Description: Afghan-American Nadia Hashimi's literary debut novel, The Pearl that Broke Its Shell is a searing tale of powerlessness, fate, and the freedom to control one's own fate that combines the cultural flavor and emotional resonance of the works of Khaled Hosseini, Jhumpa Lahiri, and Lisa See.

In Kabul, 2007, with a drug-addicted father and no brothers, Rahima and her sisters can only sporadically attend school, and can rarely leave the house. Their only hope lies in the ancient custom of bacha posh, which allows young Rahima to dress and be treated as a boy until she is of marriageable age. As a son, she can attend school, go to the market, and chaperone her older sisters.

But Rahima is not the first in her family to adopt this unusual custom. A century earlier, her great-aunt, Shekiba, left orphaned by an epidemic, saved herself and built a new life the same way.

Crisscrossing in time, The Pearl the Broke Its Shell interweaves the tales of these two women separated by a century who share similar destinies. But what will happen once Rahima is of marriageable age? Will Shekiba always live as a man? And if Rahima cannot adapt to life as a bride, how will she survive?

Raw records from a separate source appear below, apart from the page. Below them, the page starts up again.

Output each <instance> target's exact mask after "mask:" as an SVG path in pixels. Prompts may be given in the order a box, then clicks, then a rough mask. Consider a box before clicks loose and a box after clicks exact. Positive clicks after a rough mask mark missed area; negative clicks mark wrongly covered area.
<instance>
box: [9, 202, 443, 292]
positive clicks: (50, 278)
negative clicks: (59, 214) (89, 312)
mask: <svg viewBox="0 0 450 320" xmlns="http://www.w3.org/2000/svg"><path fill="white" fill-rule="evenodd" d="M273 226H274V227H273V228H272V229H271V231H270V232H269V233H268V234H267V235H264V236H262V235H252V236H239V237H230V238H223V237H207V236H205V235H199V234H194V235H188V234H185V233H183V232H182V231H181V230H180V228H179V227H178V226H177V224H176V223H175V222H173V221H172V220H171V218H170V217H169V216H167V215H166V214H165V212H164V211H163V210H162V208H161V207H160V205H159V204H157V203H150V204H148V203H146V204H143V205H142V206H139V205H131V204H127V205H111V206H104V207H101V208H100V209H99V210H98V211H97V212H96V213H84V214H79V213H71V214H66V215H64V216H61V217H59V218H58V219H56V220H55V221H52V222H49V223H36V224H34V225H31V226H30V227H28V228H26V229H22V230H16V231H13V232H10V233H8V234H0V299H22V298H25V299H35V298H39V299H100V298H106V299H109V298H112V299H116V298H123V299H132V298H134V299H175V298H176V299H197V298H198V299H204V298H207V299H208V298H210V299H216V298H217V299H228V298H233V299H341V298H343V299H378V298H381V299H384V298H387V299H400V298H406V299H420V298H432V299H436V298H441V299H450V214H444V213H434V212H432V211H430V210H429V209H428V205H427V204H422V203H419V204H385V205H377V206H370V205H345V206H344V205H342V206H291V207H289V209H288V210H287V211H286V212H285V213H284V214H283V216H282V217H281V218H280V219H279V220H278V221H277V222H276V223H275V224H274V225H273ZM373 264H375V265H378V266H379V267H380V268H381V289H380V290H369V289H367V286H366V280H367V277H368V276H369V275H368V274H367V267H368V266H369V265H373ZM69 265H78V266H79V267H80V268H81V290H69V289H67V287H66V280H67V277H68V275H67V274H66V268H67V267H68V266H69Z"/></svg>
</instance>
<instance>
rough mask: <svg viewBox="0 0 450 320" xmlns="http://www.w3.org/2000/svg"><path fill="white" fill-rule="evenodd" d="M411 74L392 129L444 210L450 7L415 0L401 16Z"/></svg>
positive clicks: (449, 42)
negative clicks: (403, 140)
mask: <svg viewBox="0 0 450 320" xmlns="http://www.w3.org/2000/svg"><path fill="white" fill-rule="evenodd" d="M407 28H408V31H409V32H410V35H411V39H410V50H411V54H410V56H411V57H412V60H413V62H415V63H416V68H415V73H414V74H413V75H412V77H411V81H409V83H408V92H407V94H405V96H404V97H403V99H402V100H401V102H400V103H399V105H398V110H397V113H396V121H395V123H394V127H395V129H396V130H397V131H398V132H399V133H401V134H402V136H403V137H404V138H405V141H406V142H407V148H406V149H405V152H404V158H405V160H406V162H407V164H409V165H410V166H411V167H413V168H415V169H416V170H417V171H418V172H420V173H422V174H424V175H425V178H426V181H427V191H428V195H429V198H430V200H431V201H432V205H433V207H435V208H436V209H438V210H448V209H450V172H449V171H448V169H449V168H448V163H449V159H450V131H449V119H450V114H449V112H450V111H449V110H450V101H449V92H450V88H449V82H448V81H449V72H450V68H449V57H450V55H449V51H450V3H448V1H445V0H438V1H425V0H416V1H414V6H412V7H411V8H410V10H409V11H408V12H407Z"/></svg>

1. Rahima says that Khala Shaima’s story about Bibi Shekiba transformed her, and indeed, this is a novel about transformation. In what ways, besides dressing as males, do Rahima and Shekiba transform themselves?

2. When we first meet Khala Shaima, we see that men frequently mock or insult her because of her crooked spine, but her nieces and sister don’t seem to pity her. Does Khala Shaima’s disability work to her advantage?

3. “It is up to you to find a way to make things easier for yourself,” Shekiba’s aunt tells her. How do the different women characters in this novel find ways to make things easier for themselves? What about Rahima’s mother? Bobo Shagul? Abdul Khaliq’s wives? The women of the king’s harem?

4. The word naseeb, or destiny, comes up often in THE PEARL THAT BROKE ITS SHELL, as each woman is repeatedly told that she must accept her fate. When Rahima asks Khala Shaima “Wouldn’t people say that is blasphemous? To change the naseeb that Allah has for us?” her aunt responds “…you tell me which of those people who say such a thing have spoken with Allah to know what the true naseeb is.” When do Shekiba and Rahima accept their naseeb and when do they rebel against it? Do you believe in the concept of naseeb in your life?

5. Do you believe that Rahima and Shekiba’s stories end happily? What do you think became of them in the years after this book ends?

Thanks for participating! I am taking the month of September off for the group read so I hope you will join us again in October! Thanks for understanding.